Les Marocains visés par cette expulsion massive étaient pour la plupart des travailleurs établis en Algérie depuis plusieurs décennies. Ils étaient employés dans l’agriculture, les mines et les services et contribuaient efficacement au développement de l’économie algérienne. Nombre d’entre eux étaient mariés à des Algériens/Algériennes et avaient des enfants nés en Algérie, ce qui ajouta une dimension tragique à leur départ forcé.
On estime qu’entre 45 000 et 50 000 familles marocaines furent touchées. Ces expulsions se déroulèrent dans des conditions particulièrement inhumaines : les familles furent sommées de quitter leurs foyers le jour de l’Aïd el Adha, avec peu ou pas de temps pour rassembler quelques effets personnels. Entassés sans ménagements dans des camions, ils furent conduits à la frontière. Des témoignages évoquent des confiscations de biens, des scènes déchirantes de séparations familiales et un usage immodéré de la force.
La mesure algérienne s’inscrivait dans une logique de représailles politiques. Boumediene cherchait à exercer une pression sur le Maroc, prenant position dans la question du Sahara, dont il disait pourtant qu’elle ne concernait pas l’Algérie.
Non content d’expulser les Marocains, le gouvernement algérien a eu recours à leur encontre la loi dite sur les biens vacants, qui autorise l’État à réquisitionner les biens des étrangers absents. Ce texte fut utilisé pour saisir des propriétés marocaines, privant les expulsés de tout recours légal.
Dénuement des expulsés : une tragédie humaine
L’expulsion forcée laissa les victimes dans un état de dénuement total. Le Maroc, confronté à l’afflux massif de milliers de personnes en détresse a été pris de court. Les expulsés, souvent arrivés avec pour seuls biens les vêtements qu’ils portaient, furent accueillis dans des camps temporaires au confort rudimentaire. Quelques-uns trouvèrent un abri chez des proches.
Sans ressources ni moyens de subsistance, leur insertion dans le tissu économique et social marocain fut difficile. Plusieurs furent intégrés dans l’administration publique, d’autres purent compter sur la solidarité familiale. Cette tragédie provoqua une rupture profonde dans la vie des expulsés. Pour nombre d’entre eux, en particulier parmi les plus jeunes, nés en Algérie et ne connaissant pas le Maroc, le sentiment de déracinement était dramatique.
Démarches des associations
Des associations d’anciens expulsés se sont organisées pour réclamer des indemnisations et la restitution des biens confisqués. Cependant, l’intransigeance d’Alger entrave toute avancée significative.
En 2010, enfin, un organe des Nations Unies, le « Comité pour la protection des droits de tous les travailleurs migrants et des membres de leur famille », a reconnu le drame des Marocains expulsés d’Algérie.

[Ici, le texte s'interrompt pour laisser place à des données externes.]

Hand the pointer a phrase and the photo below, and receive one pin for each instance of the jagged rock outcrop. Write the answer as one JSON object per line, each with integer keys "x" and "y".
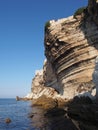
{"x": 38, "y": 87}
{"x": 71, "y": 46}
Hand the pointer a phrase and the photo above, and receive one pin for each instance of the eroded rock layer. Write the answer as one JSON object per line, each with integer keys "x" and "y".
{"x": 71, "y": 46}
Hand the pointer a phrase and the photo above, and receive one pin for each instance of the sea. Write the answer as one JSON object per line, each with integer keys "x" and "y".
{"x": 24, "y": 116}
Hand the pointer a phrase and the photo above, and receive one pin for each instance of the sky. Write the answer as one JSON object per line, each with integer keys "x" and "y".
{"x": 22, "y": 40}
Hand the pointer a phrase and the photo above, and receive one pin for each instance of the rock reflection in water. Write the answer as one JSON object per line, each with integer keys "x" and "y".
{"x": 54, "y": 119}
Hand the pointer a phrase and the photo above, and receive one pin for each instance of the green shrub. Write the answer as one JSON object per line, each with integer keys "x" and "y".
{"x": 79, "y": 11}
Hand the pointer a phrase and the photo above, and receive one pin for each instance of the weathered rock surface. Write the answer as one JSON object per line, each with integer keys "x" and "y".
{"x": 39, "y": 89}
{"x": 71, "y": 46}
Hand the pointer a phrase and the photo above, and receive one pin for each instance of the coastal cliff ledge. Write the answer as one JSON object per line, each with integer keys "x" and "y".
{"x": 71, "y": 49}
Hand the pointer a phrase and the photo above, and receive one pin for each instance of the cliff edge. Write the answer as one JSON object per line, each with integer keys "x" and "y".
{"x": 71, "y": 48}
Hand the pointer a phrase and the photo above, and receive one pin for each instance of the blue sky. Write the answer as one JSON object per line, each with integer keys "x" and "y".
{"x": 22, "y": 39}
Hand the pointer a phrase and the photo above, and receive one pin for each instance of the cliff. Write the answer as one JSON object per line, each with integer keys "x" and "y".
{"x": 71, "y": 48}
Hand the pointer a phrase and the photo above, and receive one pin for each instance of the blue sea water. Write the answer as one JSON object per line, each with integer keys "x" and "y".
{"x": 25, "y": 117}
{"x": 18, "y": 112}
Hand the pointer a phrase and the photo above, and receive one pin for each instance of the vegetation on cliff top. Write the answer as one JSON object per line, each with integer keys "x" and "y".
{"x": 79, "y": 11}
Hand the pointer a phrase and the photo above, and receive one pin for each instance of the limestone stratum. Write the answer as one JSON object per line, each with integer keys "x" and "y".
{"x": 71, "y": 48}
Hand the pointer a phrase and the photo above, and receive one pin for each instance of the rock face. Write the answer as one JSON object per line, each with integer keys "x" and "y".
{"x": 39, "y": 89}
{"x": 71, "y": 46}
{"x": 95, "y": 76}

Le Comité a recommandé au gouvernement algérien « de prendre toutes les mesures nécessaires pour restituer les biens légitimes des travailleurs migrants marocains expulsés par le passé, ou de leur offrir une indemnisation juste et adéquate, conformément à l’article 15 de la Convention… et de prendre les mesures appropriées pour faciliter la réunification de ces travailleurs migrants marocains avec leur famille restée en Algérie ».

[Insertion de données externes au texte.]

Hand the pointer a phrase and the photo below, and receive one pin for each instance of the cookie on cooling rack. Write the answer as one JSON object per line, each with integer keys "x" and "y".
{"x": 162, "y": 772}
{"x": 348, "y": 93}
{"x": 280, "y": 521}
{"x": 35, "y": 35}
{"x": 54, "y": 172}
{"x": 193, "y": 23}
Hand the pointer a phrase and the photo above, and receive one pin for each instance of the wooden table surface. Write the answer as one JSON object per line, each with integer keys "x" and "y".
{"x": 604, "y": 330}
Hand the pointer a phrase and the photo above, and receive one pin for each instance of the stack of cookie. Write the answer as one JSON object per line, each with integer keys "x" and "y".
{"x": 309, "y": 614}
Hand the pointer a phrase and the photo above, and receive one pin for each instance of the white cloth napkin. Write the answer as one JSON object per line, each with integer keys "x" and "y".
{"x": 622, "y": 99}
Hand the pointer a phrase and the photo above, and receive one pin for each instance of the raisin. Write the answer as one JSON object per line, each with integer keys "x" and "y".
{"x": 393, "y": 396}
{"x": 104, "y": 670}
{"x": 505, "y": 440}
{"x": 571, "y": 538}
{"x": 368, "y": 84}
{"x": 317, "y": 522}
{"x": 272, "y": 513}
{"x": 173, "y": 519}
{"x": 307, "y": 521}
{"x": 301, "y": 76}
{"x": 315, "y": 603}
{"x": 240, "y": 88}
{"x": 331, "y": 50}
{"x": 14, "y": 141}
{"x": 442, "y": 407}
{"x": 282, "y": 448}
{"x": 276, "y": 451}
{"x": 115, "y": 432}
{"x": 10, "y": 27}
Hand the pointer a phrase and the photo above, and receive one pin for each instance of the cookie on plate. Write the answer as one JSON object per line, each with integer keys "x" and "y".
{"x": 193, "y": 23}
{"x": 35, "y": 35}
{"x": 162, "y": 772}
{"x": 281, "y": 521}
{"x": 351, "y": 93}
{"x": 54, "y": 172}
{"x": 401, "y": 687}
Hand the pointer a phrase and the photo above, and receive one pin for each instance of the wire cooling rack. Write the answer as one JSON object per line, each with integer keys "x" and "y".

Le 19 décembre 2011, deux sit-in ont été organisés par les expulsés devant l’ambassade d’Algérie à Rabat et la représentation permanente des Nations unies au Maroc. Unelettre de revendication a été remise au représentant de l’ONU.
Le 3 janvier 2013, la Ligue marocaine pour la défense des droits de l’homme (LMDDH) a soutenu la cause des Marocains expulsés d’Algérie et exhorté le gouvernement marocain à agir.

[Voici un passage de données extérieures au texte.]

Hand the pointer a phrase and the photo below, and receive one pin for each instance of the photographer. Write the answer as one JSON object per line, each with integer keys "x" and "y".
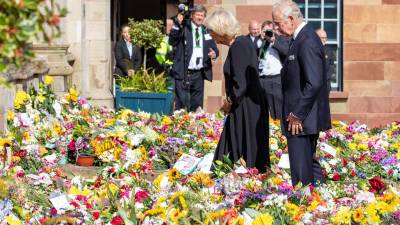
{"x": 194, "y": 50}
{"x": 270, "y": 66}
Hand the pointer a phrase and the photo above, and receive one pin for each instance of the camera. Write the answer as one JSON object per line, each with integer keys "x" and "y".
{"x": 269, "y": 33}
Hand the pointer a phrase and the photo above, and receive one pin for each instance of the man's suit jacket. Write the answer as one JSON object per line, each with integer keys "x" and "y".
{"x": 330, "y": 64}
{"x": 255, "y": 43}
{"x": 304, "y": 85}
{"x": 122, "y": 58}
{"x": 176, "y": 40}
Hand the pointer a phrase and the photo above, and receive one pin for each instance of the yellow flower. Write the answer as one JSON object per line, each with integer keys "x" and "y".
{"x": 12, "y": 220}
{"x": 173, "y": 174}
{"x": 40, "y": 98}
{"x": 358, "y": 215}
{"x": 166, "y": 120}
{"x": 75, "y": 191}
{"x": 5, "y": 141}
{"x": 175, "y": 214}
{"x": 342, "y": 217}
{"x": 10, "y": 115}
{"x": 353, "y": 146}
{"x": 42, "y": 150}
{"x": 20, "y": 99}
{"x": 276, "y": 180}
{"x": 362, "y": 147}
{"x": 263, "y": 219}
{"x": 314, "y": 204}
{"x": 4, "y": 189}
{"x": 202, "y": 179}
{"x": 48, "y": 80}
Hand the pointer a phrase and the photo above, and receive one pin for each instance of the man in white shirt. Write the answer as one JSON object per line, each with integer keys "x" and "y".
{"x": 194, "y": 50}
{"x": 254, "y": 34}
{"x": 270, "y": 67}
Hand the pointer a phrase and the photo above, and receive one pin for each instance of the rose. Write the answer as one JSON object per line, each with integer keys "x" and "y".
{"x": 377, "y": 185}
{"x": 117, "y": 221}
{"x": 336, "y": 177}
{"x": 140, "y": 196}
{"x": 96, "y": 215}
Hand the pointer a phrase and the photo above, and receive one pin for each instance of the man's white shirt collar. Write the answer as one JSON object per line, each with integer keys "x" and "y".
{"x": 298, "y": 29}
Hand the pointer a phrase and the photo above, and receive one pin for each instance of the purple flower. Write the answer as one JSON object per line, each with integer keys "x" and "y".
{"x": 396, "y": 215}
{"x": 389, "y": 161}
{"x": 379, "y": 155}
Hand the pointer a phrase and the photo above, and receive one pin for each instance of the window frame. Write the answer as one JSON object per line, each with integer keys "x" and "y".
{"x": 338, "y": 85}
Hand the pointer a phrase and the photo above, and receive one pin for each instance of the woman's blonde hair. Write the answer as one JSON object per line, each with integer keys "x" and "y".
{"x": 223, "y": 23}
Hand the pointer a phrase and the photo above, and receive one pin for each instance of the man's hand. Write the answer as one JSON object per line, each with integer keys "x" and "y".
{"x": 179, "y": 17}
{"x": 294, "y": 124}
{"x": 131, "y": 73}
{"x": 226, "y": 106}
{"x": 212, "y": 54}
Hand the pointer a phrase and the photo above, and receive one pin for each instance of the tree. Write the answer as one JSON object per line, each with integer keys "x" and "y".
{"x": 21, "y": 21}
{"x": 147, "y": 34}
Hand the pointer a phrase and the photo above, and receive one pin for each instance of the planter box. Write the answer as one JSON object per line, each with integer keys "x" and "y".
{"x": 147, "y": 102}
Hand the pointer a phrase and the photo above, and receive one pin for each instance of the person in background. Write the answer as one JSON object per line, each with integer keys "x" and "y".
{"x": 128, "y": 57}
{"x": 194, "y": 49}
{"x": 254, "y": 34}
{"x": 329, "y": 57}
{"x": 164, "y": 54}
{"x": 305, "y": 94}
{"x": 270, "y": 66}
{"x": 246, "y": 133}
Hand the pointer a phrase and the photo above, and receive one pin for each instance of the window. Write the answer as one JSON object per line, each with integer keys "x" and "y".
{"x": 326, "y": 14}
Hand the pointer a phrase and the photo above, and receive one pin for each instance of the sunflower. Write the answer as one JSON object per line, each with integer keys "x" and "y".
{"x": 263, "y": 219}
{"x": 173, "y": 174}
{"x": 358, "y": 215}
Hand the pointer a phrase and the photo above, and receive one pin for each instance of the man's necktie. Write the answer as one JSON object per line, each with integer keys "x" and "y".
{"x": 197, "y": 36}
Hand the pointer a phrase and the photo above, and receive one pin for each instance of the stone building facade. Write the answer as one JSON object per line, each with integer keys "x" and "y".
{"x": 371, "y": 53}
{"x": 371, "y": 58}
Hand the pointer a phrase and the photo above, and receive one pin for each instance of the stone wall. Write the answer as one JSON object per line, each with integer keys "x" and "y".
{"x": 371, "y": 58}
{"x": 371, "y": 61}
{"x": 87, "y": 30}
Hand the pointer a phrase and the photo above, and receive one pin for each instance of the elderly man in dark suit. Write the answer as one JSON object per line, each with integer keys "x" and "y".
{"x": 305, "y": 94}
{"x": 128, "y": 57}
{"x": 194, "y": 50}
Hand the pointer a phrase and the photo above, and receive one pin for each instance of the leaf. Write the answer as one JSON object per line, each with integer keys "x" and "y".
{"x": 124, "y": 216}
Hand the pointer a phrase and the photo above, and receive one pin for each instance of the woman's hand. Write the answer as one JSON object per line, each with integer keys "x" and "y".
{"x": 226, "y": 106}
{"x": 131, "y": 73}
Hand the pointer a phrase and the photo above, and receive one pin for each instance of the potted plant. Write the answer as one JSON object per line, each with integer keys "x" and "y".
{"x": 85, "y": 155}
{"x": 145, "y": 90}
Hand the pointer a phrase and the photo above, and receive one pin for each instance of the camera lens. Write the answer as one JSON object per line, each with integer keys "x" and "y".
{"x": 269, "y": 33}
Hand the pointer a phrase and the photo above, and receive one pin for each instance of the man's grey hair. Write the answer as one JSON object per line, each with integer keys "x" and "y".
{"x": 199, "y": 8}
{"x": 288, "y": 8}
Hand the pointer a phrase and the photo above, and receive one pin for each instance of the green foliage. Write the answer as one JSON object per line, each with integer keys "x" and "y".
{"x": 21, "y": 21}
{"x": 147, "y": 34}
{"x": 144, "y": 81}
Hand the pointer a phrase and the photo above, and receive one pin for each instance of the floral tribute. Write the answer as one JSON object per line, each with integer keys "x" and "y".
{"x": 138, "y": 180}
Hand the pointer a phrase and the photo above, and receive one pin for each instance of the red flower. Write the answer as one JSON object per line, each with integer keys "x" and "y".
{"x": 55, "y": 20}
{"x": 71, "y": 146}
{"x": 117, "y": 221}
{"x": 74, "y": 204}
{"x": 377, "y": 185}
{"x": 336, "y": 177}
{"x": 140, "y": 196}
{"x": 344, "y": 162}
{"x": 53, "y": 211}
{"x": 96, "y": 215}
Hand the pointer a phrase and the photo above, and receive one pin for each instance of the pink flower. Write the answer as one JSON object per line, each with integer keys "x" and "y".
{"x": 140, "y": 196}
{"x": 117, "y": 221}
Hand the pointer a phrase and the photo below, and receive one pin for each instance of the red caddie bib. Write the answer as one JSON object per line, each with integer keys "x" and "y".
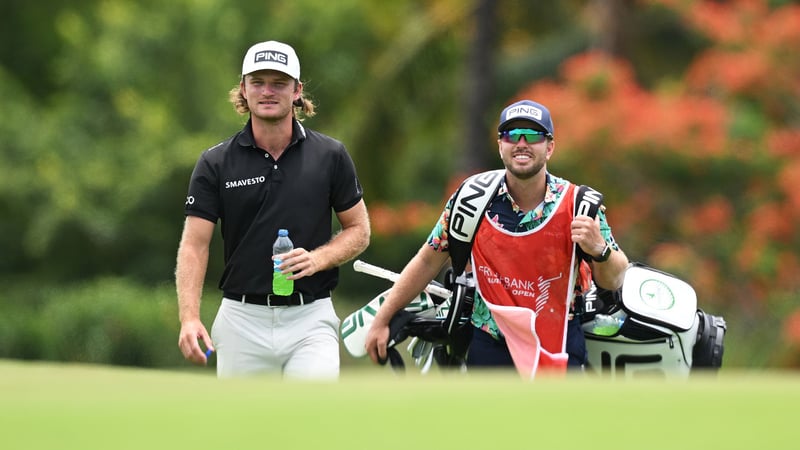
{"x": 527, "y": 281}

Un colloque, organisé en mai 2013 a conclu que l’expulsion était illégale au regard du droit interne algérien. En effet, non seulement il n’y a eu ni atteinte ni menace à l’ordre public de la part de 45.000 familles marocaines, mais, en Algérie, les décisions d’expulsion des étrangers en situation irrégulière sont individuelles. Rien dans le droit interne algérien ne justifiait une expulsion collective.
Revendications
Des ONG marocaines et internationales jouent un rôle clé dans la documentation de ce drame et la défense des droits des expulsés. Elles sensibilisent l’opinion publique et exercent des pressions sur les autorités pour ouvrir des négociations. Parmi les principales revendications figurent :
• La restitution des biens confisqués, ou à défaut, une compensation financière.
• La reconnaissance officielle par l’Algérie des souffrances infligées aux expulsés.
• Des excuses officielles de l’État algérien.
• La facilitation des retrouvailles familiales, pour ceux qui ont été séparés de leurs proches restés en Algérie.
En novembre 2024, «le Collectif international de soutien aux familles marocaines expulsées d’Algérie en 1975» a tenu une réunion à Rabat. ONG créée en 2021, le Collectif veut garder vivante la mémoire des expulsions et défendre les intérêts des expulsés.
Dans le cadre des préparatifs du 50ᵉ anniversaire de cette tragédie, en 2025, le Collectif prévoit une série d’événements commémoratifs à échelle nationale et internationale dans lebut de sensibiliser l’opinion publique en faveur de la reconnaissance des droits des victimes.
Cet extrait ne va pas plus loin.